Sejumlah kawasan hutan yang merupakan bekas areal perusahaan-perusahaan kehuatanan pemilik IUPHHK (izin usaha pemanfaatan hasil hutan kayu) yang ada di wilayah Kabupaten Tapanuli Selatan telah berubah menjadi areal kebun eukaliptus milik PT Toba Pulp Lestari (TPL).
Penulis: Budi Hutasuhut | Penyunting: Nasaktion Efry
Monang bersama beberapa orang menanam eukaliptus di sela-sela tanaman sawit rakyat di areal kawasan Register 6 Angkola Selatan. Layaknya pekerja, mereka punya target menyelesaikan pekerjaannya kurun tertentu.
Pekerja yang mendapat gaji harian ini mengaku, mereka dipekerjakan oleh seorang pengusaha asal Kota Padangsidimpuan untuk menghijaukan (mereboisasi) bekas lahan yang ditinggalkan PT Panei Lika Sejahtera. Pengusaha itu mengaku telah mendapat izin dari pemerintah untuk kegiatan tersebut. Pengusaha itu juga sudah mendapatkan kontrak kerja untuk menanami dengan PT Toba Pulp Lestari untuk menanam eukaliptus.
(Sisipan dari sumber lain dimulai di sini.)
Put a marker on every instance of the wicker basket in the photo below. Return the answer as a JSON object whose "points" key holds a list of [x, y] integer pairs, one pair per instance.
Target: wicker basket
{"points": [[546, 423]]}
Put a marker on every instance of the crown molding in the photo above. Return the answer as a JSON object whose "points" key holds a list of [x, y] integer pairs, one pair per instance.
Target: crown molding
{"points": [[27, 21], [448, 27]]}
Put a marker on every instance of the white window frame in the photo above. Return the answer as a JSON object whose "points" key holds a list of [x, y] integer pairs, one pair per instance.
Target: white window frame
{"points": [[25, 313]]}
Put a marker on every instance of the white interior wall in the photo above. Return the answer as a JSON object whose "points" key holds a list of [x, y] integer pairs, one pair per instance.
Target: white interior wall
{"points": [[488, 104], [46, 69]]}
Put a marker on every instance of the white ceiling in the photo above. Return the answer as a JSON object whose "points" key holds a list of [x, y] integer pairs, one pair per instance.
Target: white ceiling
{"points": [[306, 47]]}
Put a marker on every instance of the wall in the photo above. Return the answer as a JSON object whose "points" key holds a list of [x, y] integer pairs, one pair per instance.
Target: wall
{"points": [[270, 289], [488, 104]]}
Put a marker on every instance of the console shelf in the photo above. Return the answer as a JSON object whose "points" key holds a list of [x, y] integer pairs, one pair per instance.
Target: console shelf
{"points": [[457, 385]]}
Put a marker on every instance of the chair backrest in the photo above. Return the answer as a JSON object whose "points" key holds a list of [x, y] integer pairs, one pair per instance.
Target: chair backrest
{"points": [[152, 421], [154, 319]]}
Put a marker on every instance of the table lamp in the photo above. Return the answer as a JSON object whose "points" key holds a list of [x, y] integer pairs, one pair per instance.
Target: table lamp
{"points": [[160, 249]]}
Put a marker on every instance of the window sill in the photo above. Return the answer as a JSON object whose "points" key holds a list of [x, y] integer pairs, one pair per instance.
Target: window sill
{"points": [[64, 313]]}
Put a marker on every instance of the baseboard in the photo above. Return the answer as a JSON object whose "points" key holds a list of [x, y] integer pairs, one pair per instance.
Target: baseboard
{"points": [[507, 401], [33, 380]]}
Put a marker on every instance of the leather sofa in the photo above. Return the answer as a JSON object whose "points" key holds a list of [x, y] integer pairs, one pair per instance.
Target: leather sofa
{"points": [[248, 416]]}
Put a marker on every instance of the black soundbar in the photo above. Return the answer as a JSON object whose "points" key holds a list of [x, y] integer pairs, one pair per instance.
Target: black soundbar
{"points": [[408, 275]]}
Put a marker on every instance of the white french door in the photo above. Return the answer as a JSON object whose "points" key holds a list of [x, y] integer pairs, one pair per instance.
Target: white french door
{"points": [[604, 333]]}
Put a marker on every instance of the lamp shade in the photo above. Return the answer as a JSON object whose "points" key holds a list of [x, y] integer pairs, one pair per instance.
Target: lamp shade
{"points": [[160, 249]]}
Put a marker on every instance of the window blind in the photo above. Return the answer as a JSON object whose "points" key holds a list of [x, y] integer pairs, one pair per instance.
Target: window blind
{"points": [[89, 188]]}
Lahan yang ditanami Monang dan para pekerja harian itu adalah bekas lokasi areal penebangan hutan oleh PT Panei Lika Sejahtera. Perusahaan yang bergerak di bidang industri pengolahan kayu hutan dan merupakan anggota dari Asosiasi Pengusaha Hutan Indonesia (APHI) ini mengantongi IUPHHK Hutan Alam di register 6 Angkola Selatan seluas 12.460 hektare.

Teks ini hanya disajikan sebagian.